In a world dominated by political tribalism, you’re expected to condemn things the other group does while excusing your group for doing the same thing. If you apply the same standards to both, you’re mocked for “bothsidesism.” Hypocrisy is an obligation.
Many of the things which Trump has done have precedents in previous administrations; he’s just carried them to their outer limits. Democratic and Republican presidents alike have conducted wars not declared by Congress. After a mysterious meeting in the Biden White House, Amazon put some books on the “Do Not Promote” list. The ACLU actively supported Biden’s attempt to write off student loans, which would have been a federal expenditure by executive decree.
The rightness or wrongness of a government action doesn’t depend on which party backs it. Understanding what the US government is doing today requires understanding what it has done before. The imperial presidency and Congressional cowardice go back a long way. For example, the president’s State of the Union address was originally a written report. Woodrow Wilson (a strong competitor for “worst president ever”) began the monarchial practice of speaking in person to an assembled Congress; since then, it’s become a bombastic ceremony where the president tells Congress what he wants them to do. Democrats and Republicans alike have participated in this mockery of the separation of powers, so it’s “bothsidesism” to object.
Saying “Both sides do it” is sometimes an excuse or distraction, especially when it comes from one of the sides doing it. It isn’t offered to justify the action but to discredit the critic. Often it’s accompanied by the claim — often a lie — that the critic said nothing when the other side did the same thing.

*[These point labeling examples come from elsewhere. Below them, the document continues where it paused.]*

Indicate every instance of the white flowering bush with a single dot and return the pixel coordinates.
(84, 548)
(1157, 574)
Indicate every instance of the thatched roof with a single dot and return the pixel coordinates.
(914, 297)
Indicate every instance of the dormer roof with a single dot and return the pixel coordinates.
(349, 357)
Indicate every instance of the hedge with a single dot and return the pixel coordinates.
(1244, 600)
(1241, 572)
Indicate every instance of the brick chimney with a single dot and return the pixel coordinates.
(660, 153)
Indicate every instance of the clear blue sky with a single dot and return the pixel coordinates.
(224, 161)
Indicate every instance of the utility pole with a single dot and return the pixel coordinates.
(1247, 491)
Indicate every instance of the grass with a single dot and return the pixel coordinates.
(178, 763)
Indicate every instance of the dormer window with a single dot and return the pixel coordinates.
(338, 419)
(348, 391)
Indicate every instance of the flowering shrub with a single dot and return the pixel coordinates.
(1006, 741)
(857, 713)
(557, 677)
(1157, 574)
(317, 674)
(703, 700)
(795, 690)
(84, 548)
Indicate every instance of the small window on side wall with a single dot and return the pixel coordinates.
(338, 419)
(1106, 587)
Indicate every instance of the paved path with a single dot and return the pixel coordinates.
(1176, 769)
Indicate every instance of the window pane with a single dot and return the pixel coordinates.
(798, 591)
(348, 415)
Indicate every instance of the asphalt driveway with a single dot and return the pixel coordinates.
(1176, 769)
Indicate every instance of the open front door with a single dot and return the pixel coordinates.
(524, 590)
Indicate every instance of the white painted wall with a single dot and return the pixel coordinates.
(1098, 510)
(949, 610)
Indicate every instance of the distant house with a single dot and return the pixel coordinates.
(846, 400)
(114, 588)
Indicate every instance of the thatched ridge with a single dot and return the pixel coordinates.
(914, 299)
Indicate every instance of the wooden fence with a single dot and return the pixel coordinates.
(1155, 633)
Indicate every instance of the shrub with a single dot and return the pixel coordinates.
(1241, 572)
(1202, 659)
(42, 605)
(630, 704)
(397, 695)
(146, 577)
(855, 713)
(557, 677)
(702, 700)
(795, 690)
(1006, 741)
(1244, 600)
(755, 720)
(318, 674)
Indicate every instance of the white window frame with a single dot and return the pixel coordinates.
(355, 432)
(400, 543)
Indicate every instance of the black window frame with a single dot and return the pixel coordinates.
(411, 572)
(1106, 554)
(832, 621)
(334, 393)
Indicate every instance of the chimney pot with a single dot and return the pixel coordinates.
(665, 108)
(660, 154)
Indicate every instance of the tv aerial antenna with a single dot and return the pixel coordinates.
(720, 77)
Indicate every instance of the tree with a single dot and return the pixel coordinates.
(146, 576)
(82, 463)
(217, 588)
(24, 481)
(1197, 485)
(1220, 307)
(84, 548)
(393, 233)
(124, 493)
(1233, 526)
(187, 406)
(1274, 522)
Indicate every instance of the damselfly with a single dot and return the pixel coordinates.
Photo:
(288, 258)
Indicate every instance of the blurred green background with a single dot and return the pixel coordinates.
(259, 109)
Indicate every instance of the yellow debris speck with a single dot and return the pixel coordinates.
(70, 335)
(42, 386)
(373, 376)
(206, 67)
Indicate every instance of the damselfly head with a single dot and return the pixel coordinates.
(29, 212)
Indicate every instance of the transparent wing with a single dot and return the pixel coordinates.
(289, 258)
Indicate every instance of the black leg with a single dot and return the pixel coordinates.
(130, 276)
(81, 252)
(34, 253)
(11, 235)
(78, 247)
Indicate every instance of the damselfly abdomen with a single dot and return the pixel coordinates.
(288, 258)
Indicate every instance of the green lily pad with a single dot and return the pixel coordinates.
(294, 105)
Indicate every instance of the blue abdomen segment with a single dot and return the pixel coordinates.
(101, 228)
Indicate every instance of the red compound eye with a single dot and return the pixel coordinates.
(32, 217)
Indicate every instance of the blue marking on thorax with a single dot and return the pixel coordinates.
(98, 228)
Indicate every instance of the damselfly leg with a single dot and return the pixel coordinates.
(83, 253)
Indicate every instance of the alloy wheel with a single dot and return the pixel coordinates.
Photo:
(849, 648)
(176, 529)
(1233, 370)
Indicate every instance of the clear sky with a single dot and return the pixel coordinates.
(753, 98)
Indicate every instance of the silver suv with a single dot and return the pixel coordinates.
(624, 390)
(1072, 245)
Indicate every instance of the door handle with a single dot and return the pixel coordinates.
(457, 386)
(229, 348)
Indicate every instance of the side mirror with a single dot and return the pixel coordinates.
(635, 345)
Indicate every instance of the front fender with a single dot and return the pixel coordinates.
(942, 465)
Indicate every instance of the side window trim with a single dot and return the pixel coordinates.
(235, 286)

False equivalence is a different issue. If one person pilfers petty cash and another engages in armed robbery, saying just that they both steal isn’t satisfactory. Trump has in many ways exceeded the precedents he’s built on. The “Constitution-free zone doctrine,” which holds the Border Patrol can question people anywhere within a hundred miles of the coast or border, is terrible, but having masked thugs grab people off the street without a warrant or probable cause is far worse. The War on Drugs has excused many outrageous actions, but outright extrajudicial killings take it to a new level. On the other hand, he still hasn’t signed an executive order to send an entire ethnic group to concentration camps or legislation that locked people away for years for criticizing the government. Democratic presidents did those things. It’s legitimate and sometimes necessary to observe that both sides have done bad things but one is much worse.
If there’s any hope for getting the United States out of its current catastrophe, it has to come from understanding how we got there. That requires knowing and criticizing the actions of all the major participants. “Bothsidesism” is a necessity.